Il faut sauver le soldat Müller
Pour comprendre la reconnaissance que ses anciens collègues lui témoignent, il suffit de se rappeler ce qu’ils ont entrepris pour le « sauver » . Dépressif puis alcoolique, Gerd Müller a toujours bataillé avec ses démons, surtout une fois sa carrière terminée. À la fin des années 1980, son état empire, au point de tomber dans le coma pendant quelques jours. C’est alors que ses anciens coéquipiers volent à son secours. Beckenbauer, Hoeness, Maier et les autres lui promettent une place au sein du Bayern à vie à condition qu’il se reprenne.

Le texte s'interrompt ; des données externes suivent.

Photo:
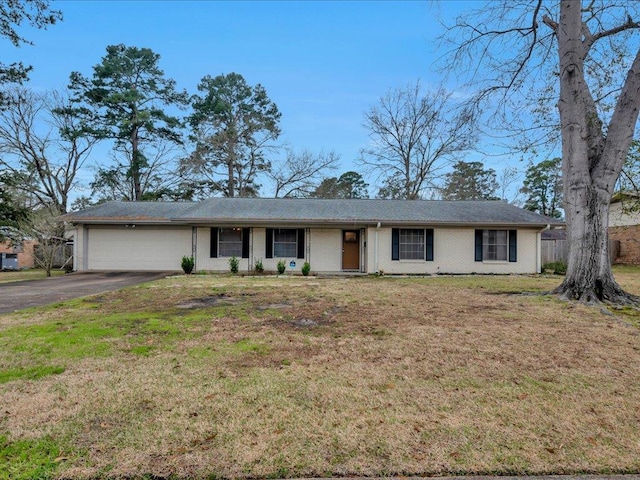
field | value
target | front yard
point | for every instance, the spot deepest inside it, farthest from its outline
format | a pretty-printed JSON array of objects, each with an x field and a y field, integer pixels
[{"x": 216, "y": 376}]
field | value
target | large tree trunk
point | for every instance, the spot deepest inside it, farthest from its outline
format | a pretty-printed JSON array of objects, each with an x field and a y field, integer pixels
[{"x": 591, "y": 163}]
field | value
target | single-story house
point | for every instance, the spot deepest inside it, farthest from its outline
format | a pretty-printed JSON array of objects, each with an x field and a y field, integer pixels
[
  {"x": 14, "y": 256},
  {"x": 366, "y": 236},
  {"x": 624, "y": 228}
]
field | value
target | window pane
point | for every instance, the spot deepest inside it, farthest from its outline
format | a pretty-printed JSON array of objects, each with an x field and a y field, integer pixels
[
  {"x": 411, "y": 244},
  {"x": 285, "y": 243},
  {"x": 230, "y": 242},
  {"x": 495, "y": 244}
]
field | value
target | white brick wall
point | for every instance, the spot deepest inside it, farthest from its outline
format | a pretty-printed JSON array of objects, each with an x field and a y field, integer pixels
[
  {"x": 454, "y": 252},
  {"x": 162, "y": 247}
]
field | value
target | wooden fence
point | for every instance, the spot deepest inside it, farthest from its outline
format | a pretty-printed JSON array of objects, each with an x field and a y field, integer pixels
[{"x": 558, "y": 250}]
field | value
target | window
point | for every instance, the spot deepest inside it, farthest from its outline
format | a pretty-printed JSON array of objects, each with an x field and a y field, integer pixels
[
  {"x": 412, "y": 244},
  {"x": 230, "y": 242},
  {"x": 285, "y": 243},
  {"x": 496, "y": 245}
]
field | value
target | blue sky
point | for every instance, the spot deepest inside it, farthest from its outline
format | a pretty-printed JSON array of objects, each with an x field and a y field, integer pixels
[{"x": 323, "y": 63}]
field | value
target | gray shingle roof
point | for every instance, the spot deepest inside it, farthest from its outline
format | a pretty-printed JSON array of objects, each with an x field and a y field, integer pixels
[{"x": 256, "y": 211}]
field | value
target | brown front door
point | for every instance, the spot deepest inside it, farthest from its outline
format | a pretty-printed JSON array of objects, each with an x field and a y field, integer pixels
[{"x": 351, "y": 250}]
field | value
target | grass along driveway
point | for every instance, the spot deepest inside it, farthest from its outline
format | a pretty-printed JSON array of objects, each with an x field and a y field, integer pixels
[{"x": 208, "y": 376}]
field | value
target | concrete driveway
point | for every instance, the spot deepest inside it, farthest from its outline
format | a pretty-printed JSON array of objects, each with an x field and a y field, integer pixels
[{"x": 35, "y": 293}]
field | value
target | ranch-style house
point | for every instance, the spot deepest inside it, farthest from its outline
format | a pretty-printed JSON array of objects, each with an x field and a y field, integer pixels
[{"x": 365, "y": 236}]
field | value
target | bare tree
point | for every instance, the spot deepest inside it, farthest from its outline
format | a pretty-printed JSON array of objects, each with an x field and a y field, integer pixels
[
  {"x": 597, "y": 109},
  {"x": 41, "y": 145},
  {"x": 299, "y": 173},
  {"x": 414, "y": 136},
  {"x": 45, "y": 226}
]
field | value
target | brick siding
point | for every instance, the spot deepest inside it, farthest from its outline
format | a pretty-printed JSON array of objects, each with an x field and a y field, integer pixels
[{"x": 629, "y": 238}]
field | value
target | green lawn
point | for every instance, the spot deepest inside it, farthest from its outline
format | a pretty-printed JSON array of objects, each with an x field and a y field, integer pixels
[
  {"x": 218, "y": 376},
  {"x": 30, "y": 274}
]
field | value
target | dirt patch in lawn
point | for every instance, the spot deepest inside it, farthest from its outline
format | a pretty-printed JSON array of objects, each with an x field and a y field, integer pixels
[{"x": 202, "y": 377}]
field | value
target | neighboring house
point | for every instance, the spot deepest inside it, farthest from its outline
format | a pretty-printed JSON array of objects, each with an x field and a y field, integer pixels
[
  {"x": 367, "y": 236},
  {"x": 14, "y": 257},
  {"x": 624, "y": 228}
]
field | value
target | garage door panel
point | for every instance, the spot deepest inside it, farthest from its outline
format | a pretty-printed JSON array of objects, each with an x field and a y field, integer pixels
[{"x": 139, "y": 248}]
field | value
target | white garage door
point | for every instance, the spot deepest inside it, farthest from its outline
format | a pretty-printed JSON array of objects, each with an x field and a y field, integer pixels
[{"x": 139, "y": 248}]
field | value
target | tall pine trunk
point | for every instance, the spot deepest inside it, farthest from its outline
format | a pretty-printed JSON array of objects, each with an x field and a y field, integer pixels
[{"x": 591, "y": 163}]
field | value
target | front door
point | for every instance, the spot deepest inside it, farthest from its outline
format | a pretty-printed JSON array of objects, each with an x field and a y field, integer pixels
[{"x": 351, "y": 250}]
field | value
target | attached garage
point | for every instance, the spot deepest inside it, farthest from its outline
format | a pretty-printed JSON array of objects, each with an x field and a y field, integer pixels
[{"x": 140, "y": 247}]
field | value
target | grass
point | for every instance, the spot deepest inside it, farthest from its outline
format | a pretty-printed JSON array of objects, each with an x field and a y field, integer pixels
[
  {"x": 31, "y": 274},
  {"x": 218, "y": 376}
]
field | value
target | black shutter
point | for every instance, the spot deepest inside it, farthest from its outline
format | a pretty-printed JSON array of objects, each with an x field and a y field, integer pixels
[
  {"x": 213, "y": 249},
  {"x": 395, "y": 244},
  {"x": 301, "y": 243},
  {"x": 513, "y": 245},
  {"x": 269, "y": 246},
  {"x": 429, "y": 244},
  {"x": 479, "y": 245},
  {"x": 246, "y": 233}
]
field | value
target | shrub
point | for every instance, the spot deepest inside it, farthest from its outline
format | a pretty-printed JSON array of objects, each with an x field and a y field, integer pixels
[
  {"x": 558, "y": 268},
  {"x": 258, "y": 266},
  {"x": 187, "y": 264},
  {"x": 234, "y": 264},
  {"x": 306, "y": 268}
]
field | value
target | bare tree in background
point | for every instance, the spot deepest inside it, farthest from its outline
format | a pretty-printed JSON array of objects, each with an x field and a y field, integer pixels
[
  {"x": 414, "y": 136},
  {"x": 586, "y": 46},
  {"x": 298, "y": 174},
  {"x": 41, "y": 146}
]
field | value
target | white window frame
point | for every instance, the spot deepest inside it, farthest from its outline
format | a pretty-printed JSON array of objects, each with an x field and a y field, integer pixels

Müller accepte et part en cure de désintoxication. À son retour, ses copains tiennent leur parole et lui offrent un poste d’entraîneur. On lui promet aussi qu’il n’aura pas à parler ou à communiquer sur le sujet. Il sera protégé parce que ses amis l’aiment, mais aussi et surtout parce que sans lui, le Bayern Munich n’aurait pas quatre étoiles à son maillot. « Sans Gerd Müller, le Bayern ne serait pas le Rekordmeister » , a rappelé en 2015 Karl-Heinz Rummenigge à ceux qui auraient perdu la mémoire et qui pourraient juger trop sévèrement les actions de son ancien coéquipier.
Devoir de mémoire
La mémoire, Gerd Müller l’a malheureusement perdue il y a quelques années. « Depuis un bon moment, M. Gerd Müller est très malade. Il souffre de la maladie d’Alzheimer. Depuis février 2015, Gerd Müller est suivi par des professionnels et est accompagné dans ces moments difficiles par sa famille. » C’est avec ces mots que le Bayern Munich a révélé le 6 octobre 2015 que son icône était gravement malade. En Allemagne, la nouvelle a provoqué une onde de choc. Comme s’il avait fallu que l’homme soit blessé de la plus cruelle des manière pour qu’on se rappelle la grandeur du joueur. Que l’artificier le plus célèbre du pays ne puisse se rappeler le bonheur qu’il a procuré à tout un peuple ressemble alors à une mauvaise punition. Pendant des semaines, pas une journée ne passe sans un hommage de joueurs ou d’anonymes à Gerd Müller. Même « Kalle » , pourtant peu enclin à dévoiler ses sentiments, avait confessé avec émotion : « Au sein du Bayern et surtout dans ma vie, Gerd Müller aura toujours une place à part. » À part, Gerd Müller l’a toujours été finalement. Footballeur formidable au physique improbable, attaquant prolifique à la technique peu orthodoxe, allemand à la crinière noir de jais, star réservée et millionnaire dépressif, Gerd Müller était tout et son contraire. Un joueur inclassable, hors du temps et unique. Il est facile d’oublier qu’il est le plus grand joueur du Bayern car lui coller une étiquette est impossible. Gerd Müller n’est pas un héros légendaire, et il n’a jamais été un « Kaiser » , mais le Bayern Munich lui est bel et bien éternellement reconnaissant.